Conséquence de l’échec historique des mouvements nationalistes laïcs dans le monde arabe, échec auquel ont
puissamment contribué les Etats-Unis d’Amérique à l’époque de la guerre froide, il est avant tout entretenu par des problèmes politiques non résolus, et appelle à ce titre une solution politique.
Plus généralement, il témoigne, non pas tant d’une hostilité envers la modernité que d’une frustration née de la difficulté d’y entrer.
Quant à l’ »islam des banlieues « , il n’est qu’un symptôme parmi bien d’autres de la crise identitaire qui caractérise notre époque.
Là encore, il ne faut pas s’y tromper : ce n’est tant le religieux qui fait retour en tel que tel, mais le désir d’identité qui se dote d’un habillage religieux, moins d’ailleurs pour faire sécession ou bande à part, ainsi qu’on le croit trop souvent, mais bien plutôt dans l’espoir de se faire reconnaître comme composante à part entière de la société globale.
Ces considérations demanderaient sans doute à être nuancées. On pourrait se demander, par exemple, si l’idéologie des droits de l’homme ne constitue pas la dernière en date des religions séculières.
Ce que veut dire Meddeb, ce n’est pas que la religion doit être seulement une pratique individuelle (ce serait en effet d’une rare stupidité); mais il pointe le fait que, comme toute pratique collective, le jeûne du ramadan donne lieu à un conformisme et à une hypocrisie, parfois à une forme d’exhibitionnisme, qui la détournent de son sens originel.

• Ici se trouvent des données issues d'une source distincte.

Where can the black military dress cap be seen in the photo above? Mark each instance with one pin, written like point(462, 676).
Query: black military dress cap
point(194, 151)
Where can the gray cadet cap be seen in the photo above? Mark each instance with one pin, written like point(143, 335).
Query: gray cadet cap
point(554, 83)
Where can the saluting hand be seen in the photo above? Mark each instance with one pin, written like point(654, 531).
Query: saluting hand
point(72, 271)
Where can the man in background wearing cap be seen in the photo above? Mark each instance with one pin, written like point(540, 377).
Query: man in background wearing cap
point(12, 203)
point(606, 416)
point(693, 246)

Cela rejoint les propos de Jesus qui stigmatisait déjà, à son époque, une observance vidée de tout sens spirituel. Ces dérives n’ont pu que s’accentuer à notre époque, où la société de consommation (la grande distribution, etc…) fait du ramadan (comme elle l’a fait de Noël) une « niche marketing » comme une autre, une occasion de dépenser et, paradoxalement, de se goinfrer.